I think you may be misunderstanding the point of the epoche. It is valuable tool for Heidegger and Derrida as well as Husserl. Bracketing our preconceptions allows us to distinguish what is primary and irreducible from what is secondary and derived. You perform your own epoche when you dig beneath concepts like symbol, the physical and consciousness to expose their conditions of possibility.
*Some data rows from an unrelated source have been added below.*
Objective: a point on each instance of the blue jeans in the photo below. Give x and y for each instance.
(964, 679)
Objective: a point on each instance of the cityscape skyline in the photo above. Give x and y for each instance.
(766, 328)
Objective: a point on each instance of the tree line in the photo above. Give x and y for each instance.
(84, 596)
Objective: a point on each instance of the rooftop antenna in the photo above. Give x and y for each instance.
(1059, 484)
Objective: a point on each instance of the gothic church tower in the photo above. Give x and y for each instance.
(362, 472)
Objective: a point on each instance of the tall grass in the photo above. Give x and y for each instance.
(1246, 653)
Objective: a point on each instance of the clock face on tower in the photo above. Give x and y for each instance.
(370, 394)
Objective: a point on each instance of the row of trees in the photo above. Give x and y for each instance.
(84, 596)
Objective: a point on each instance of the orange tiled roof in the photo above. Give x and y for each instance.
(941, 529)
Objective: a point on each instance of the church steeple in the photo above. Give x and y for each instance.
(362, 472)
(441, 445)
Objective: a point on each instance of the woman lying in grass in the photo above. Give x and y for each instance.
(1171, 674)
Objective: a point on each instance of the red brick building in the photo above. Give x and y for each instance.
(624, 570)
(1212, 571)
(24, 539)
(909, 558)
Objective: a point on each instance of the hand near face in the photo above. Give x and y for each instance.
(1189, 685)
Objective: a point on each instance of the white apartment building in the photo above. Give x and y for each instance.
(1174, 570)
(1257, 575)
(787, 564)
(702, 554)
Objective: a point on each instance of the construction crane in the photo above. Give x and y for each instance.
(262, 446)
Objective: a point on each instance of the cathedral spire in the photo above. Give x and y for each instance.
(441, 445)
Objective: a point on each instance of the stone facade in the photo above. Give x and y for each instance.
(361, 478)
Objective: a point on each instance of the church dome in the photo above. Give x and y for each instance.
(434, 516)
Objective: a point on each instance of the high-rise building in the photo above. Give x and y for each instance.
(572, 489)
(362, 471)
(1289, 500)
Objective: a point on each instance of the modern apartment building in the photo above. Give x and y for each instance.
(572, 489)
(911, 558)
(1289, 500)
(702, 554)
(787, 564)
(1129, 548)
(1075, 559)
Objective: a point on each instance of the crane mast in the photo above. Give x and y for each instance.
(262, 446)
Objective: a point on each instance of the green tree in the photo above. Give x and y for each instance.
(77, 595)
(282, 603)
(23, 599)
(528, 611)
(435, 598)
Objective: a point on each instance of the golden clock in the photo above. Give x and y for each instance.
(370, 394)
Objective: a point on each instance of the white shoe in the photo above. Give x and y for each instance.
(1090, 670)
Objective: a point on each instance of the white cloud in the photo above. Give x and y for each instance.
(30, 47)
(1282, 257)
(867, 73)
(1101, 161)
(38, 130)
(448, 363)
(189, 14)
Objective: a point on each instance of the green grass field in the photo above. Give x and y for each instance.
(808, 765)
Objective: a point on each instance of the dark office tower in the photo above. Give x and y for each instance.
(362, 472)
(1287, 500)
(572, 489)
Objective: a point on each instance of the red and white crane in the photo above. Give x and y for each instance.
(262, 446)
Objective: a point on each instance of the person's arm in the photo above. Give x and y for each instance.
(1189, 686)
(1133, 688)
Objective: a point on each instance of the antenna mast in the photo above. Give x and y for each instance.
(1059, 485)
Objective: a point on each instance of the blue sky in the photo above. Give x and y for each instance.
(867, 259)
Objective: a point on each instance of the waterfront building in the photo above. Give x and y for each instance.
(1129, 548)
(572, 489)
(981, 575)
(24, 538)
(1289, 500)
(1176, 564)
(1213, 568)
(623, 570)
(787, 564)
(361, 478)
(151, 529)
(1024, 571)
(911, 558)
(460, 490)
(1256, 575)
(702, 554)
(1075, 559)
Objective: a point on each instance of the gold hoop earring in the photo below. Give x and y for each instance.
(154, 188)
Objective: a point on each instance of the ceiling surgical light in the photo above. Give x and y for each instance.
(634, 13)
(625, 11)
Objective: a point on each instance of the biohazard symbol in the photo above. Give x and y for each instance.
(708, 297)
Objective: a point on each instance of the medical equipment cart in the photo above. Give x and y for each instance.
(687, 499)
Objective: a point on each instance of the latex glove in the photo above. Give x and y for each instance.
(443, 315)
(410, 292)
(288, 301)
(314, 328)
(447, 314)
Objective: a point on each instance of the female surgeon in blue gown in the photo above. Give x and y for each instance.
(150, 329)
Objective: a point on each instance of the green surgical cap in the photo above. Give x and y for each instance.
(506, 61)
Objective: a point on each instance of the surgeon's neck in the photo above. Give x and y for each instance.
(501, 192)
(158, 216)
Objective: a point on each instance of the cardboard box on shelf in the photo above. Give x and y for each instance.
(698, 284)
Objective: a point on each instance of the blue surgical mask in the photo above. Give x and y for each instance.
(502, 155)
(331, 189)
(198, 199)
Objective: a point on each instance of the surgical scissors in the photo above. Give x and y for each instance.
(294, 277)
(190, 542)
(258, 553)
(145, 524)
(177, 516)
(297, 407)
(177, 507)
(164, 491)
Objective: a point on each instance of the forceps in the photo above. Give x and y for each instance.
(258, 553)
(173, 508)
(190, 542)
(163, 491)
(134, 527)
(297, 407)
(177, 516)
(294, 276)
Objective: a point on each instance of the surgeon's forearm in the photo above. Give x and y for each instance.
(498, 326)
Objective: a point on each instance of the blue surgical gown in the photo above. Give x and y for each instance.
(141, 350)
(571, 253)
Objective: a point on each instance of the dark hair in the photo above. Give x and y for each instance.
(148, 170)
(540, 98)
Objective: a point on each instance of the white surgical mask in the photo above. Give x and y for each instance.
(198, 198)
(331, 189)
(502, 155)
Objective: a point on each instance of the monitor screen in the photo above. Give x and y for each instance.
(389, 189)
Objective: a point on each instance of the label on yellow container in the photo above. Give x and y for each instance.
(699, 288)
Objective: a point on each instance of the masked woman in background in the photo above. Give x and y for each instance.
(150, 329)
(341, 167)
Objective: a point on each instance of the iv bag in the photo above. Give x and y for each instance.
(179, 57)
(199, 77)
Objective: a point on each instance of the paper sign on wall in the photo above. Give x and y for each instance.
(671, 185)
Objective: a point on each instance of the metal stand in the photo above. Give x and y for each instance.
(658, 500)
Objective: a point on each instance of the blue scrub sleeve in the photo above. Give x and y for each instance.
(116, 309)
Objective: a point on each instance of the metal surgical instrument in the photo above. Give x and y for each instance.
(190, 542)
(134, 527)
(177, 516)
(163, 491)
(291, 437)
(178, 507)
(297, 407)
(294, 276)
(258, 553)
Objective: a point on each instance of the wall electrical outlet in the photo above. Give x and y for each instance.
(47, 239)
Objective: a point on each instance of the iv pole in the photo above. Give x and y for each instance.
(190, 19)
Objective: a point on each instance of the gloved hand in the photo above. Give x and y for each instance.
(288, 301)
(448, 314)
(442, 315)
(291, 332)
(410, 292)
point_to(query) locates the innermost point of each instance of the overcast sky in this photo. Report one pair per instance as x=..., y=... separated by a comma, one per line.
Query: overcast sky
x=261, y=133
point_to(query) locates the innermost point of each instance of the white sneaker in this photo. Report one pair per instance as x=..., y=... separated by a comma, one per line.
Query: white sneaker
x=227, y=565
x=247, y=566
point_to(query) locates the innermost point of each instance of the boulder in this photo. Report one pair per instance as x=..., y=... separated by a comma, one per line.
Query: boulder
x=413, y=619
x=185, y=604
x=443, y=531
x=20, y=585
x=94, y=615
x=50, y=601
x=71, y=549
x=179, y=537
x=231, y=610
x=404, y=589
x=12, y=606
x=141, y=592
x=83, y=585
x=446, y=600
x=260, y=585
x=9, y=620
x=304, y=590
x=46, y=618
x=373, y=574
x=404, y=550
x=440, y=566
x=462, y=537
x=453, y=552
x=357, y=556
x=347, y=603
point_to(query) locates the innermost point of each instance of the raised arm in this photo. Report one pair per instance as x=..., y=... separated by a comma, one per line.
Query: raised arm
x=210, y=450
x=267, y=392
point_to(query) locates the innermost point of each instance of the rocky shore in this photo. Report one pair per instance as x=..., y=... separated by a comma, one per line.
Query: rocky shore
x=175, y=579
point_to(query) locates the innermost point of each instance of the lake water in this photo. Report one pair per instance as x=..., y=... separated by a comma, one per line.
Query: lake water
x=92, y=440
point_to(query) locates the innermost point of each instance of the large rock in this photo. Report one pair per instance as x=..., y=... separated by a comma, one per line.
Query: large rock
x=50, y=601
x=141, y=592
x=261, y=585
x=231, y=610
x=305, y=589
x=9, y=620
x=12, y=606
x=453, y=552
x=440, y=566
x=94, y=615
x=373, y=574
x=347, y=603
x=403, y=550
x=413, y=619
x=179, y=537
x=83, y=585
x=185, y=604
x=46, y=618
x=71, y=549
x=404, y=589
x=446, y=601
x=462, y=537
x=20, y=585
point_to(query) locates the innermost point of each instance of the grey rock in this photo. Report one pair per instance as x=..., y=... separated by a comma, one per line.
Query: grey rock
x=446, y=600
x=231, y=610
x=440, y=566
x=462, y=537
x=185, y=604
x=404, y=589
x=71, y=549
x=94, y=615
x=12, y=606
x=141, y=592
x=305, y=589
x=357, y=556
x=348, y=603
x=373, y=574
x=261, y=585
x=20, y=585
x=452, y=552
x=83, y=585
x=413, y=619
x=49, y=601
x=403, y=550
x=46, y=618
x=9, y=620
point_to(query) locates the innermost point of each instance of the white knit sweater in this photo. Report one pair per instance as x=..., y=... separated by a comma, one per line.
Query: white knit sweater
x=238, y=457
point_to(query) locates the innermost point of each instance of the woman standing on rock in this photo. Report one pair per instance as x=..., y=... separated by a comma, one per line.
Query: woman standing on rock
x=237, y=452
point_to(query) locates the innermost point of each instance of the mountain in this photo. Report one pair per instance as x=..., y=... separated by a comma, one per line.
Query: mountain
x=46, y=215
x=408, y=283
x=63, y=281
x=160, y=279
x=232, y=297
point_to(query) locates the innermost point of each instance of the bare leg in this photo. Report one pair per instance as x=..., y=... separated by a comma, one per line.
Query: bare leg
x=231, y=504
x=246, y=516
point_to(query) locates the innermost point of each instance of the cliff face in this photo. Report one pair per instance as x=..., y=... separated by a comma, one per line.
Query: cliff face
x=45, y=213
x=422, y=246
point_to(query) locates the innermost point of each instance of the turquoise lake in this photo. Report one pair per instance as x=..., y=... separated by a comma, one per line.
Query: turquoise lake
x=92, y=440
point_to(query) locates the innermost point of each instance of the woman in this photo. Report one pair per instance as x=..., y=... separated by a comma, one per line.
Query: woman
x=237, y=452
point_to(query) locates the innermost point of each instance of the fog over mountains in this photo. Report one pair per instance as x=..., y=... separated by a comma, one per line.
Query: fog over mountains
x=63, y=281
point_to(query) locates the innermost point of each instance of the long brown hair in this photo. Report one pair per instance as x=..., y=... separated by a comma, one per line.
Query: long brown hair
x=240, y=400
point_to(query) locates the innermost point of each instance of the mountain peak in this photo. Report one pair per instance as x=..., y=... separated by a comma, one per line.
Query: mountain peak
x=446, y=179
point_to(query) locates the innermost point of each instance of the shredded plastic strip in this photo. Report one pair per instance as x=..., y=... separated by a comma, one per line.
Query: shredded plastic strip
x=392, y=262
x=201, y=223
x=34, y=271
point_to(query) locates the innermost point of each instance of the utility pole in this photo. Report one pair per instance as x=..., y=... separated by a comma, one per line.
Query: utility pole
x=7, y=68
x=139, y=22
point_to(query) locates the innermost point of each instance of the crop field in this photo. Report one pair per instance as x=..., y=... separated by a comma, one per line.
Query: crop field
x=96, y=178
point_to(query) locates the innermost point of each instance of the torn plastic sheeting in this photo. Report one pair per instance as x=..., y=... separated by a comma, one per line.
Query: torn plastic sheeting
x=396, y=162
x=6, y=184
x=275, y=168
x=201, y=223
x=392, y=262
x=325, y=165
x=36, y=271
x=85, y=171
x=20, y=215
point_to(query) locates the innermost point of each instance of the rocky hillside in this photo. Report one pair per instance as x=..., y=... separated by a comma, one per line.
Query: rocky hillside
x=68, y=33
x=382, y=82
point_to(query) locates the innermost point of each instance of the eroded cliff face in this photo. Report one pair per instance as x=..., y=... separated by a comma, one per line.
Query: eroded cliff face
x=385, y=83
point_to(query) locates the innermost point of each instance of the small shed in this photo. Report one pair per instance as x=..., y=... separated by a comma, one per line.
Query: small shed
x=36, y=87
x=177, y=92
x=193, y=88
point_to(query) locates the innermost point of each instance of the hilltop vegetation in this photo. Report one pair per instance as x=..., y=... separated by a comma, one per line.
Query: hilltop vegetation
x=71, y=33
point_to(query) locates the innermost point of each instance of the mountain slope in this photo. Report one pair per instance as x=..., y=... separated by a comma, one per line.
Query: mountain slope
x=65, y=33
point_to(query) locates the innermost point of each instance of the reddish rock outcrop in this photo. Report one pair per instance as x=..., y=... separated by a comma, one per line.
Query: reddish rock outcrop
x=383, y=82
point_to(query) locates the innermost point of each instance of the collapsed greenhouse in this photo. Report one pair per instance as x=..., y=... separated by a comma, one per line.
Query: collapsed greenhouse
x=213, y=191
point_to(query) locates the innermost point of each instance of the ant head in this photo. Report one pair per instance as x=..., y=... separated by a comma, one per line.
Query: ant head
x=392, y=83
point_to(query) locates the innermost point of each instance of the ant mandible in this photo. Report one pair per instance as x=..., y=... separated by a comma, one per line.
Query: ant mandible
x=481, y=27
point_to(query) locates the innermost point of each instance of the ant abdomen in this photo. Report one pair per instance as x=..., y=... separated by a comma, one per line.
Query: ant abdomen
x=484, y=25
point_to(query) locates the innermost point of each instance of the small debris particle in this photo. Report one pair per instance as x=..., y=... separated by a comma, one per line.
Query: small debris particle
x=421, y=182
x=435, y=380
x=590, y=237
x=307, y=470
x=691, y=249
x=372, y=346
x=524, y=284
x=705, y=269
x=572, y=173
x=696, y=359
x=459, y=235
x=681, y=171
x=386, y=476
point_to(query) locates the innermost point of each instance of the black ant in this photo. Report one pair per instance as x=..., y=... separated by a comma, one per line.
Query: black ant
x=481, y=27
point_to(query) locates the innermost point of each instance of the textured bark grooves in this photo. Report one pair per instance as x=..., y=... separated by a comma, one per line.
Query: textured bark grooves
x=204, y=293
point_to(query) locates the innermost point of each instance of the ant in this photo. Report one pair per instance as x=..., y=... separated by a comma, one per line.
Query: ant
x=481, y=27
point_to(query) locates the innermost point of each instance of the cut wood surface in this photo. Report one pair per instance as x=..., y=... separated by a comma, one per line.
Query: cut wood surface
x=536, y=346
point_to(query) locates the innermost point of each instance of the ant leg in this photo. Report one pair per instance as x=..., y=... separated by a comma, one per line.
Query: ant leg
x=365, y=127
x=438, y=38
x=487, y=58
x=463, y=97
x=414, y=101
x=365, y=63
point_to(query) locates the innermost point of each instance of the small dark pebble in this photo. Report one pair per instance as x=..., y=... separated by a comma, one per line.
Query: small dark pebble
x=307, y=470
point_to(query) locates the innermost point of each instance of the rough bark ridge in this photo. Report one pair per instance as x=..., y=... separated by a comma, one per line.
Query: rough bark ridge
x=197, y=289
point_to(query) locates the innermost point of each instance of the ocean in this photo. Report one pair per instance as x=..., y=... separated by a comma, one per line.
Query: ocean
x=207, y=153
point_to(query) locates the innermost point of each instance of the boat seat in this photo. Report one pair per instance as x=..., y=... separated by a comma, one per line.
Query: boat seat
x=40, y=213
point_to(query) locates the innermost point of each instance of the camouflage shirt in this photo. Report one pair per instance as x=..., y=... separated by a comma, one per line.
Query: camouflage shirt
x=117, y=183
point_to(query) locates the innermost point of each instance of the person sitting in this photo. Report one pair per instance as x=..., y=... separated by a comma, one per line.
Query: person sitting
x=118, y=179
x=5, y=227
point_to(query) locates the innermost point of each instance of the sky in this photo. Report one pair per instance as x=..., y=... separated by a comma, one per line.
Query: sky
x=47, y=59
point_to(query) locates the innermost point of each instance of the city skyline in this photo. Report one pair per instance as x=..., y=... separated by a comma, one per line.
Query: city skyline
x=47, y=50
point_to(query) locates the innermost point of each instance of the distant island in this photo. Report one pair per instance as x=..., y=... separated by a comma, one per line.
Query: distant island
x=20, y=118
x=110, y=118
What Husserl is trying to reveal in bracketing an intersubjective world of persons is not an underlying pathological condition of chaos but the fact that what makes possible then shared understanding of a discursive forum of persons is a more primordial and originary forum of intersubjectivity within the ‘person’, the communication between myself and myself. If there were not already a synthetic constituting process allowing for a meaningful continuity from moment to moment in my sense of myself and my world, then hermeneutic agreement among persons would not be possible, because the latter depends on and is constituted at a higher level out of the former . A forum of persons defined as empirico-biological facts are subjective , contingent and relative, and could be conceived other than how our current sciences understand them. But the underlying processes of intersubjectivity which operate prior to any claimed factual distinction between persons in an empirical world are irreducible
So in his thought experiment in which we bracket out , or ‘annihilate’ the empirical world and the world of other persons, Husserl is showing that we dont end up in meaningless, pathological chaos, but in a more restricted but still meaningful, relevant and intricate world of correlated harmonies and similarities.
Derrida takes from Husserl the absolute fundamentality of the role of time, arguing that because I am temporal, I am always other than myself , and other to myself, from moment to moment, even as I can continue to say ‘I’. My relation to other ‘persons’ in terms of what we share and what differentiates us, is subtended by this more primary otherness within the ‘I’.